Вдруг иногда она мелькнет мимо него, сядет с шитьем напротив, он нечаянно из-за книги поразится лучом какого-то света, какой играет на ее профиле, на рыжих висках или на белом лбу.

Его поражала линия ее затылка и шеи. Голова ее казалась ему похожей на головы римских женщин на классических барельефах, на камеях: с строгим, чистым профилем, с такими же каменными волосами, немигающим взглядом и застывшим в чертах лица сдержанным смехом.

VII

Леонтий не узнал Райского, когда тот внезапно показался в его кабинете.

– Позвольте узнать, с кем я имею честь говорить… – начал было он.

Но только Борис Павлович заговорил, он упал в его объятия.

– Жена! Уленька! Поди-ка, посмотри, кто приехал! – кричал он в садик жене.

Та бросилась и поцеловала Райского.

– Как вы возмужали и… похорошели! – сказала она, и глаза у нее загорелись от удовольствия.

Она бросила беглый взгляд на лицо, на костюм Райского, и потом лукаво и смело глядела ему прямо в глаза.

– Вы всех здесь с ума сведете, меня первую… Помните!.. – начала она и глазами договорила воспоминание.

Райский немного смутился и поглядывал на Леонтья, что он, а он ничего. Потом он, не скрывая удивления, поглядел на нее, и удивление его возросло, когда он увидел, что годы так пощадили ее: в тридцать с небольшим лет она казалась если уже не прежней девочкой, то только разве расцветшей, развившейся и прекрасно сложившейся физически женщиной.

Бойкость выглядывала из ее позы, глаз, всей фигуры.

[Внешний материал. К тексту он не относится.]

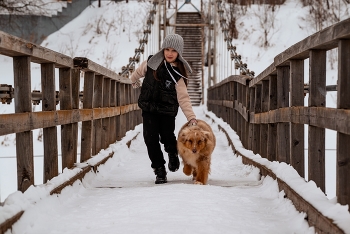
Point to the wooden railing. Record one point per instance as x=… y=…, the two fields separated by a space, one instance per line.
x=269 y=115
x=109 y=109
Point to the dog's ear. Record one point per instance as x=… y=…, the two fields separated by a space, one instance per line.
x=182 y=137
x=206 y=134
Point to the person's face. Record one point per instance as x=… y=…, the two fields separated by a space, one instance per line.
x=170 y=54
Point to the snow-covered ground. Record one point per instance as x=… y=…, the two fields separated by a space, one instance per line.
x=122 y=197
x=109 y=36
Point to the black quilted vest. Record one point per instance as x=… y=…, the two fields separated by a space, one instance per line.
x=159 y=96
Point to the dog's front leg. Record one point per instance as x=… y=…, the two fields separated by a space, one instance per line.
x=187 y=169
x=202 y=172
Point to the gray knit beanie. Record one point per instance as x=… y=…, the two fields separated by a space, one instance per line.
x=174 y=41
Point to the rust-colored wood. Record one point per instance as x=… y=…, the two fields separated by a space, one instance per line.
x=315 y=218
x=264 y=108
x=87 y=65
x=114 y=118
x=343 y=140
x=283 y=128
x=49 y=134
x=297 y=141
x=67 y=140
x=317 y=98
x=106 y=121
x=325 y=39
x=15 y=123
x=10 y=222
x=123 y=116
x=272 y=127
x=257 y=109
x=97 y=123
x=251 y=125
x=86 y=131
x=24 y=140
x=75 y=105
x=16 y=47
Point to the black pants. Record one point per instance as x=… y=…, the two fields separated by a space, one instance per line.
x=158 y=129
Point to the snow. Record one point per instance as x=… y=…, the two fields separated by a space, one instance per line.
x=122 y=196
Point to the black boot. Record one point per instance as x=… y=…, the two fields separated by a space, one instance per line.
x=160 y=175
x=174 y=162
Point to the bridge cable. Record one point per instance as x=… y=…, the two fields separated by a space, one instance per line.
x=141 y=49
x=234 y=56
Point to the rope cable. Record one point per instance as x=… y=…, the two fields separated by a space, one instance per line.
x=234 y=56
x=141 y=49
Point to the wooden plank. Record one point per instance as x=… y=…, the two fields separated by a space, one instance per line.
x=24 y=140
x=86 y=64
x=10 y=222
x=343 y=140
x=272 y=127
x=315 y=218
x=97 y=123
x=283 y=128
x=264 y=108
x=297 y=147
x=251 y=123
x=317 y=98
x=270 y=70
x=14 y=46
x=50 y=133
x=257 y=109
x=106 y=121
x=113 y=103
x=86 y=131
x=241 y=79
x=325 y=39
x=67 y=141
x=75 y=105
x=20 y=122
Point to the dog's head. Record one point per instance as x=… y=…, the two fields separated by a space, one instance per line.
x=194 y=138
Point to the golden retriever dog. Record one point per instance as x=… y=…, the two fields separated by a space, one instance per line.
x=195 y=145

А глаза по-прежнему мечут искры, тот же у ней пунцовый румянец, веснушки, тот же веселый, беспечный взгляд и, кажется, та же девическая резвость!

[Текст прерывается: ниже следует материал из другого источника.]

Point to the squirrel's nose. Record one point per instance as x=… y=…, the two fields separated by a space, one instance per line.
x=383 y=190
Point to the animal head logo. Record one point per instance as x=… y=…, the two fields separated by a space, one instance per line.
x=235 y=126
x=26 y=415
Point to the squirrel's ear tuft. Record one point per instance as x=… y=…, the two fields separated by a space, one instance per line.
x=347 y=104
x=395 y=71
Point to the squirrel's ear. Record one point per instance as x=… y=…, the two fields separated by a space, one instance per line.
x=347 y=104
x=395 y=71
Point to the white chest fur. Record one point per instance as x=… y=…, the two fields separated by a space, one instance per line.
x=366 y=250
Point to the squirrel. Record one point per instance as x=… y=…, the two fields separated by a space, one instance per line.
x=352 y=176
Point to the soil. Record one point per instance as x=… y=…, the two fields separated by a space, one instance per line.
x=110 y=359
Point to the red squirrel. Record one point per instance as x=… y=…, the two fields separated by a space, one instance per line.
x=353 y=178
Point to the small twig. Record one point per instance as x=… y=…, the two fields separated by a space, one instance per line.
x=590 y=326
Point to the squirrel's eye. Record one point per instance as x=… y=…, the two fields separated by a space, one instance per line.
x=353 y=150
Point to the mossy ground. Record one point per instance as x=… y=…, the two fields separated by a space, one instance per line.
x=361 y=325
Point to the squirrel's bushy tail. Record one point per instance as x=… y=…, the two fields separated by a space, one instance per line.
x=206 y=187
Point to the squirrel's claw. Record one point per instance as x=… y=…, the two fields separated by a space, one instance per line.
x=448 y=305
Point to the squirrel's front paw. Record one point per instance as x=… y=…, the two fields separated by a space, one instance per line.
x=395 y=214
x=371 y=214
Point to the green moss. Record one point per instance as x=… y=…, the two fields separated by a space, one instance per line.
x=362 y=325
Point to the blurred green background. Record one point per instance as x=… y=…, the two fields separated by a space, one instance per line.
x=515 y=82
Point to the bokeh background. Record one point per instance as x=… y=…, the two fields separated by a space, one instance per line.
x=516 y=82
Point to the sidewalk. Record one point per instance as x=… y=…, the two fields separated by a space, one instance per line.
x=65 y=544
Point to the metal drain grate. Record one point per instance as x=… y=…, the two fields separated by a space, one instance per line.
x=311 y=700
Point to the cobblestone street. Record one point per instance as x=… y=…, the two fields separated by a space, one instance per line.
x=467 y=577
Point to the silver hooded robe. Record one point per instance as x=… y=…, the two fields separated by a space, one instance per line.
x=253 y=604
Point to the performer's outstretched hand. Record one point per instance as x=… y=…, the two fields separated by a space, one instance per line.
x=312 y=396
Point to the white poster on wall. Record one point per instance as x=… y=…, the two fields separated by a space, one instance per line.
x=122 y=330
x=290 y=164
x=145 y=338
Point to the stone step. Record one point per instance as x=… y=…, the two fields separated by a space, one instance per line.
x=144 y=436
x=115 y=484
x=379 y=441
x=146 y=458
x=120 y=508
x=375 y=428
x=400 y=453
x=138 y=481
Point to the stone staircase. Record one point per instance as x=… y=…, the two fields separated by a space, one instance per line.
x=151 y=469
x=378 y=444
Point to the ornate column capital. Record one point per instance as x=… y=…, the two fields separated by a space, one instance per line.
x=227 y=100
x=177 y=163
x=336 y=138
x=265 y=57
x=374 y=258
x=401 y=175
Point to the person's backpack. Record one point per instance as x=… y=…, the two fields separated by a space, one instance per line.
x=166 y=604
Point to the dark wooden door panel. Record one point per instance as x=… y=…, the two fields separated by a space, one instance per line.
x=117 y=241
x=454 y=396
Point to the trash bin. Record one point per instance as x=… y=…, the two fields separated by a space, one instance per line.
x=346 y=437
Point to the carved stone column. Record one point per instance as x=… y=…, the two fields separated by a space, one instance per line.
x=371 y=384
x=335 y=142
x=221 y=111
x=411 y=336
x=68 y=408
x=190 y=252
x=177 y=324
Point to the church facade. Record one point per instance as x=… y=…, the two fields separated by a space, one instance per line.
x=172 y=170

– Как вы… сохранились, – сказал он, – все такая же…

– Моя рыжая Клеопатра! – заметил Леонтий. – Что ей делается: детей нет, горя мало…

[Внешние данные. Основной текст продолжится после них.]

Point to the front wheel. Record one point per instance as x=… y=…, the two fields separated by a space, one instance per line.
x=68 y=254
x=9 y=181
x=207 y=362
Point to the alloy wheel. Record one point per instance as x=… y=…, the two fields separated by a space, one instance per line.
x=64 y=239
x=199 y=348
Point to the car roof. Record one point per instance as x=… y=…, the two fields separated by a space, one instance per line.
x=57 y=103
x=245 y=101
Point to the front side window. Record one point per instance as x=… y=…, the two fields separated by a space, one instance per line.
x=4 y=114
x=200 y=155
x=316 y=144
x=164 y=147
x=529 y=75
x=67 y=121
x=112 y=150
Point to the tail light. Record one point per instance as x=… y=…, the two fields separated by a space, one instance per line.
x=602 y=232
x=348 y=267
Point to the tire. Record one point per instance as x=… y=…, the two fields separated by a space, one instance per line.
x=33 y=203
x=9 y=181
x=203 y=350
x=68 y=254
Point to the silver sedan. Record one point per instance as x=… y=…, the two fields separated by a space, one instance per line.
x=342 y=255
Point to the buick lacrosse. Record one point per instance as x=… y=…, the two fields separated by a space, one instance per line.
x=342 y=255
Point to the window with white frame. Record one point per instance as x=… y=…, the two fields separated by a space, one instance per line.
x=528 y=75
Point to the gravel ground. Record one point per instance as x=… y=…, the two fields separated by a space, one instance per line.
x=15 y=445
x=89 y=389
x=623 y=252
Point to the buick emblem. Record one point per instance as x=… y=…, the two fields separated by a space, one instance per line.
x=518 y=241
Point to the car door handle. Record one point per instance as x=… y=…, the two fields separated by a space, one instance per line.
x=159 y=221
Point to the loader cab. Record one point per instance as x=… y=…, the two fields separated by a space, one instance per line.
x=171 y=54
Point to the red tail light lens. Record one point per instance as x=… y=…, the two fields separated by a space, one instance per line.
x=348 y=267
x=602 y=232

– Вы не забыли меня: помните? – спросила она.

– Еще бы не помнить! – отвечал за него Леонтий. – Если ее забыл, так кашу не забывают… А Уленька правду говорит: ты очень возмужал, тебя узнать нельзя: с усами, с бородой! Ну, что бабушка? Как, я думаю, обрадовалась! Не больше, впрочем, меня. Да радуйся же, Уля: что ты уставила на него глаза и ничего не скажешь?

– Что же мне сказать?

– Скажи – salve, amico…[79]

– Ну, ты свое: я и без тебя сумею поздороваться, не учи!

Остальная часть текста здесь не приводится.